Sporting integrity against team management
Yet having drivers in a championship fight looking to the pitwall for resolutions appears unsightly. Their contest should be decided through racing. Chance and fate will have roles, but better to let them simply go at it and observe outcomes naturally, than the impression that every disputed moment will be pored over by the team to ascertain whether intervention is needed and then cleared up afterwards behind closed doors.
The scrutiny will intensify with every occurrence it risks potentially making a difference that could be critical. Previously, after the team made for position swaps in Italy because Norris had endured a slow pit stop and Piastri believing he was treated unfairly regarding tactics in Budapest, where Norris won, the spectre of a fear of favouritism also looms.

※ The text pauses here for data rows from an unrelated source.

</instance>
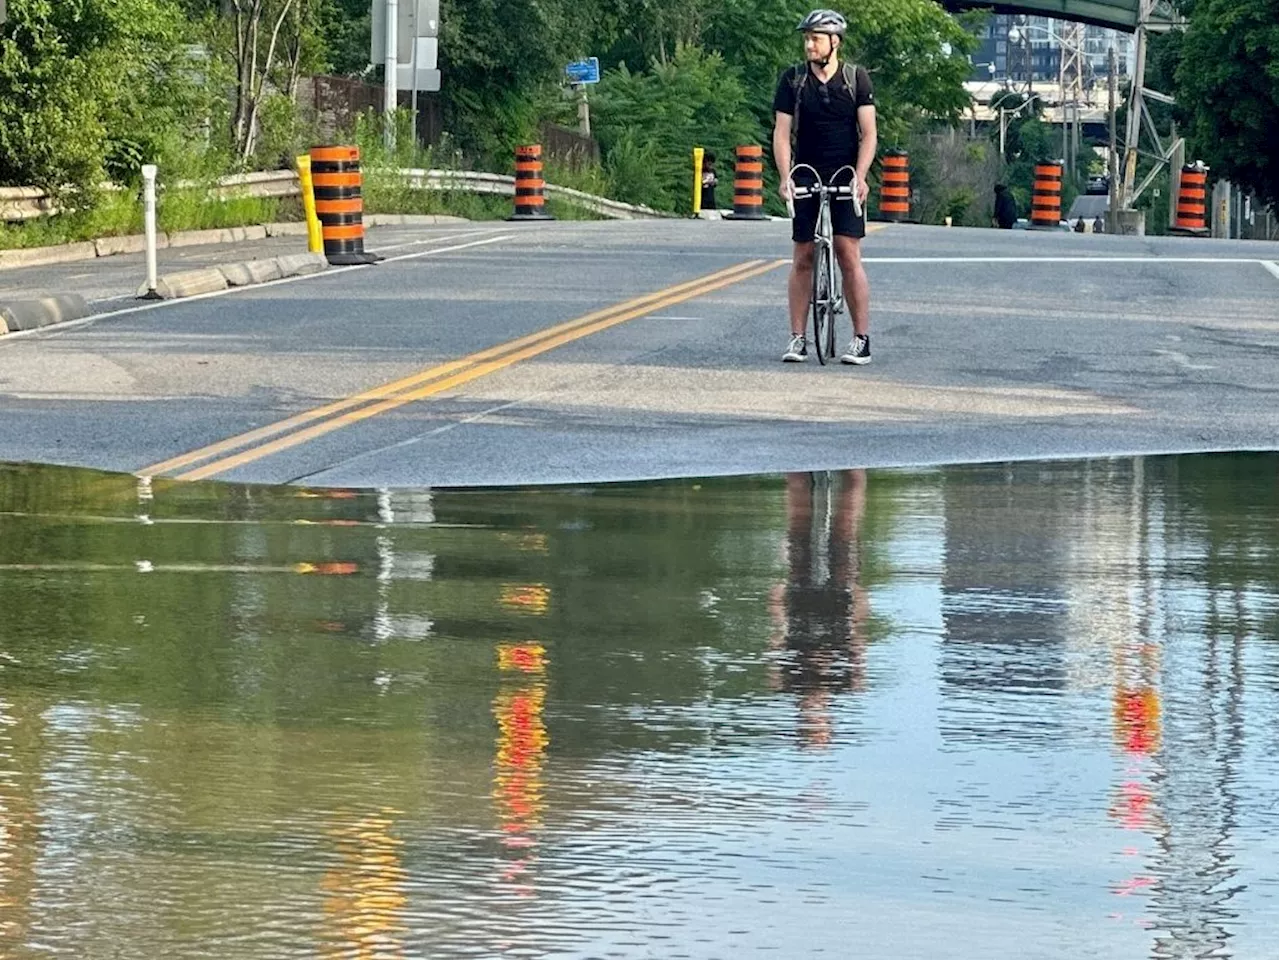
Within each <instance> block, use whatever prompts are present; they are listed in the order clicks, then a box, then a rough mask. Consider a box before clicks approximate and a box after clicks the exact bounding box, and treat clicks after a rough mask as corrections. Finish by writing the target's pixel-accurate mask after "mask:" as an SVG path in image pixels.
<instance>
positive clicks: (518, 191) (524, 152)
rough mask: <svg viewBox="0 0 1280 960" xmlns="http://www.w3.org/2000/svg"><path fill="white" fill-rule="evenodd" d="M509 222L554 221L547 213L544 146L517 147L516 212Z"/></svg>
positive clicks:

Squad viewpoint and upcoming tests
Nobody desires to witness a championship endlessly debated over perceived that the efforts to be fair had not been balanced. When asked if he believed the squad had managed to do right toward both racers, Piastri said he believed they had, but noted it's a developing process.
“We've had several difficult situations and we discussed various aspects,” he said post-race. “But ultimately it’s a learning process with the whole team.”
Six races stay. The team has minimal wriggle room left for last-minute adjustments, thus perhaps wiser to just close the books and step back from the conflict.